Publishing Pulse Messages in Your Development Cluster

If you set up a taskcluster-github app, you probably want to test a variety of its functionality. So you might need to impersonate a worker (of course, you can also set up an actual worker, but if workers are not what you are trying to test, that might be an overkill). There might be other uses for this as well, as Taskcluster services communicate with each other via pulse messages, so any integration testing would need this.

  1. In your dev-config.yml, look up pulseHostname and meta.rabbitAdminUser. In the passwordstore, get the password for that user.
  2. Put together a body of your pulse message. Make sure you use the schemas. It should be in JSON format.
  3. Look up the routing key and exchange you need (most likely you are testing a handler - so look up the bindings for that handler in the code).
  4. Navigate to the server (the url from pulseHostname), login using the above credentials and go to the exchange of interest. You will see Publish Message section in the UI. Fill out the Routing Key and Payload fields (the result of the step 2 goes into the latter). Press Publish Message and you're done.

Hacking on Clients

The clients are in clients/. One, client-web, is designed for use in web browsers, while the other, client, is intended for use in Node environments. In fact, it is used by all of the services and libraries in the repository. Note that taskcluster-ui does not use client-web, since it communicates with web-server via GraphQL.

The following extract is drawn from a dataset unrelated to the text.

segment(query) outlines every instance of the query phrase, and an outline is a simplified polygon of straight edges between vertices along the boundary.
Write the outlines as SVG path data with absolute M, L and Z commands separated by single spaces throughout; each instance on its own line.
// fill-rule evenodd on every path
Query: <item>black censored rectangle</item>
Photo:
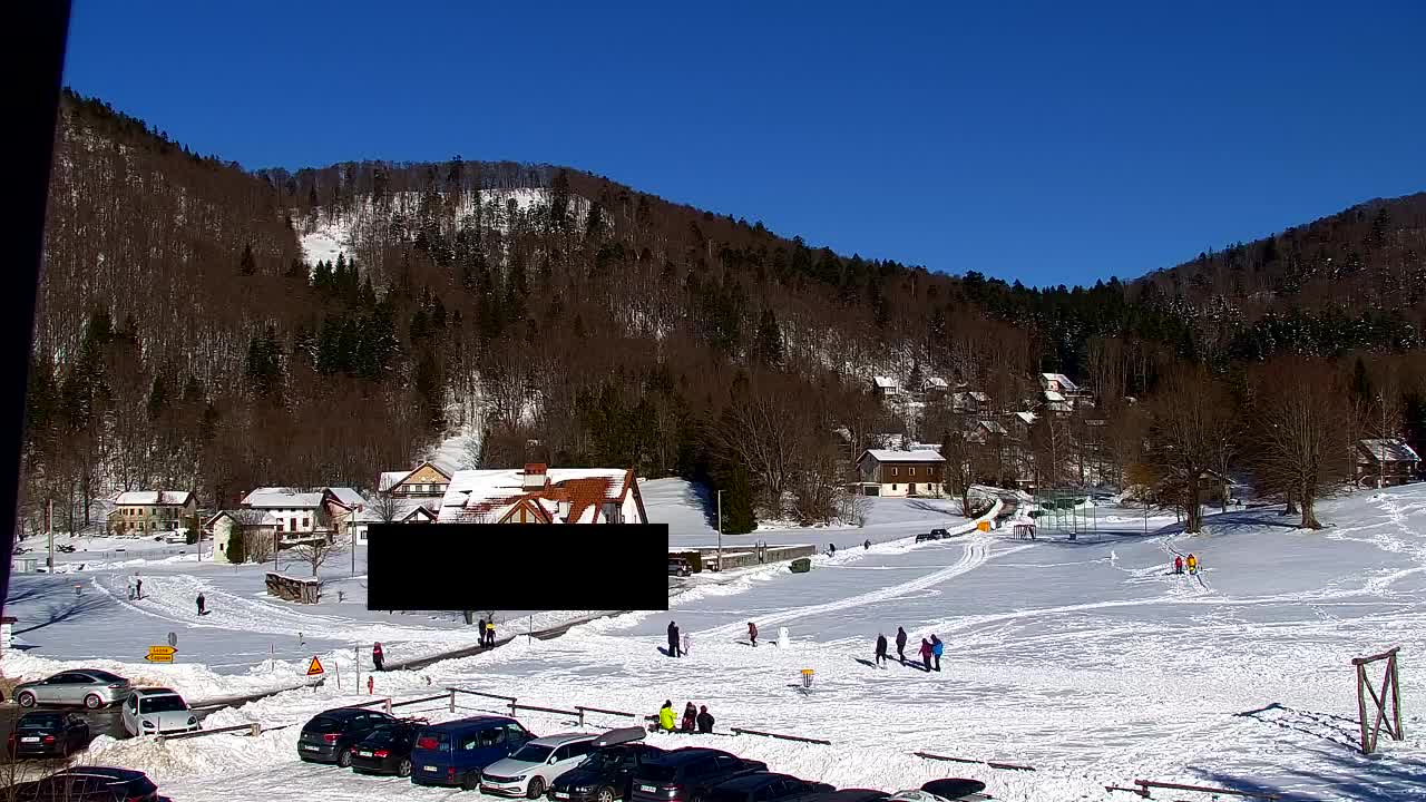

Both clients contain a great deal of generated code. Use yarn generate, as described above, to ensure that any changes you make are not overwritten by the code-generation system.

Building the Taskcluster Docker Image

A Taskcluster deployment is based on a Docker image that contains all Taskcluster services, including the UI. It's rare to use this image during development, as running the image requires lots of credentials and a special environment.

But you're welcome to build the image! It's easy: yarn build in the root directory.